Si tiendo a sustituir el término «lenguaje» por el de «modo de representación» no es sólo por la carga ideológica (naturalizante) que el primero implica. Porque si bien he llegado a adoptar en algunos aspeaos la metodología semiológica sigo pensando que este sistema de representación institucional es demasiado complejo y demasiado poco homogéneo, tanto en su funcionamiento global cuanto por los sistemas que construye -específicos y no específicos a la vez, desde el código indicial de las orientaciones espaciales hasta el sistema de representación perspectiva- para que incluso metafóricamente la palabra lenguaje sea apropiada. Pero, sobre todo, procuro subrayar que este modo de representación, del mismo modo que no es ahistórico, tampoco es neutro -como puede pensarse de las «lenguas naturales» pese a Bakhtin-, que produce sentido en y por sí mismo, y que el sentido que produce no deja de tener relación con el lugar y la época’ que han visto cómo se desarrollaba: el Occidente capitalista e imperialista del primer cuarto del siglo XX” (Noël Burch, El tragaluz del infinito: p.17. Las cursivas son mías)
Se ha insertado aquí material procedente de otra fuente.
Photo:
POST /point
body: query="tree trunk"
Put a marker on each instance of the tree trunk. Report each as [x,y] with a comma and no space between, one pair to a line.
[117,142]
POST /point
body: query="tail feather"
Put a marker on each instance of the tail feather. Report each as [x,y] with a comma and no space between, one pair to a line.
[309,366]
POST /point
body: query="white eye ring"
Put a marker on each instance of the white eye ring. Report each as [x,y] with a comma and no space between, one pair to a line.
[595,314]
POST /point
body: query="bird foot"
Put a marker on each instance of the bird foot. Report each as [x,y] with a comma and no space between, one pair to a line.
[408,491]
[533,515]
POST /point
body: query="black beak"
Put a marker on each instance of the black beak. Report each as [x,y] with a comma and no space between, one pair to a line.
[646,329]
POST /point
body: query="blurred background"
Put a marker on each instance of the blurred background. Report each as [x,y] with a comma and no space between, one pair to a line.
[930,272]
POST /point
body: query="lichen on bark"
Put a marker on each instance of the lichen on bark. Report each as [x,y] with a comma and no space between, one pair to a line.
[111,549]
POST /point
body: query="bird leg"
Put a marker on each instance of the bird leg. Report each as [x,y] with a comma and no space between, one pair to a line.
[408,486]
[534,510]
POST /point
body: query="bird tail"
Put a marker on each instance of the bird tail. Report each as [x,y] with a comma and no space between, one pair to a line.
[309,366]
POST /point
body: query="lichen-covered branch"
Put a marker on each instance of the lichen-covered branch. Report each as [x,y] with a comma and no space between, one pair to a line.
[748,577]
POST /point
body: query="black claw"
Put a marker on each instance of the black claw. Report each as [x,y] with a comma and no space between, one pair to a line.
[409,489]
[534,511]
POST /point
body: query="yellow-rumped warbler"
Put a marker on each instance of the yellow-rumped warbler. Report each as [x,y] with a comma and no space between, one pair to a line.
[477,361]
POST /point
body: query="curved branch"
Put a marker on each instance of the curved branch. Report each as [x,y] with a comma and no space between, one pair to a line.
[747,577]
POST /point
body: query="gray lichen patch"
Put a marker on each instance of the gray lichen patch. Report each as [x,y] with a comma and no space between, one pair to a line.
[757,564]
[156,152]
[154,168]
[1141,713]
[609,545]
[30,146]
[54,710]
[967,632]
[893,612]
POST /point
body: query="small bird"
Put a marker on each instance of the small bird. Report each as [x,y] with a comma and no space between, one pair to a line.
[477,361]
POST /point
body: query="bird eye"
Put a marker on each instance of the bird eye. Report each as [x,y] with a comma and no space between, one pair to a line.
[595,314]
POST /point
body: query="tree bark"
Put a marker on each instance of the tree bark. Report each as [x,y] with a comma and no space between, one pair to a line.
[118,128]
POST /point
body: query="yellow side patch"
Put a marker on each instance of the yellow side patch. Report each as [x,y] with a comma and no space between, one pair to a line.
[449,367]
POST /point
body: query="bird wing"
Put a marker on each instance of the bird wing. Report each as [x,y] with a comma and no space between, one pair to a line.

Que no haya un afuera positivo y ontológicamente objetivo, una verdad virgen del espectáculo informativo y comunicativo, no implica que éste pueda constituirse como un todo. Y el que no esté al tanto de esa diferencia éxtima e irreductible, en la que habita la pulsión, caerá irremisiblemente en las redes del circo mediático. Estar al tanto de ello implicará que se pueda vivir la pasión política, pero no tanto caer en la ingenuidad de que se pueda hacer un uso político de las pasiones plenamente dócil al cálculo identificatorio. El neoliberalismo ha privatizado el fuera de campo, como espacio de producción del sentido, igual que la sanidad, la educación o la producción y distribución energéticas. Que estemos al tanto de ello, explica por qué hubo comunicólogos o semiólogos en el 15M y hay tan pocos implicados en Podemos, ahuyentados por la engañosa “claridad” (tan cerca semánticamente de la “naturalidad”) del núcleo promotor. Por eso, creo firmemente que el pensamiento comunicativo y fílmico han de ponerse a la altura de la filosofía, la politología, el psicoanálisis y la epistemología. Hay que atravesar el fantasma de la espectacularización informativa y no regodearse en él con un goce cognitivo-conductual. Yo lo intenté hace unos años, pero, por motivos diversos, reconozco que fue un intento fallido. Y sobre todo, recordar que no hay cambio hegemónico sin amor, porque éste es el único signo de que se cambia de discurso. Lo demás son sólo tendencias girando sin parar en el círculo siniestro del capitalismo.  Por eso, sí, mucho mejor Galeano que Juego de Tronos. Pero no está de más echarle también un ojo a Black Mirror. Facilita el tránsito.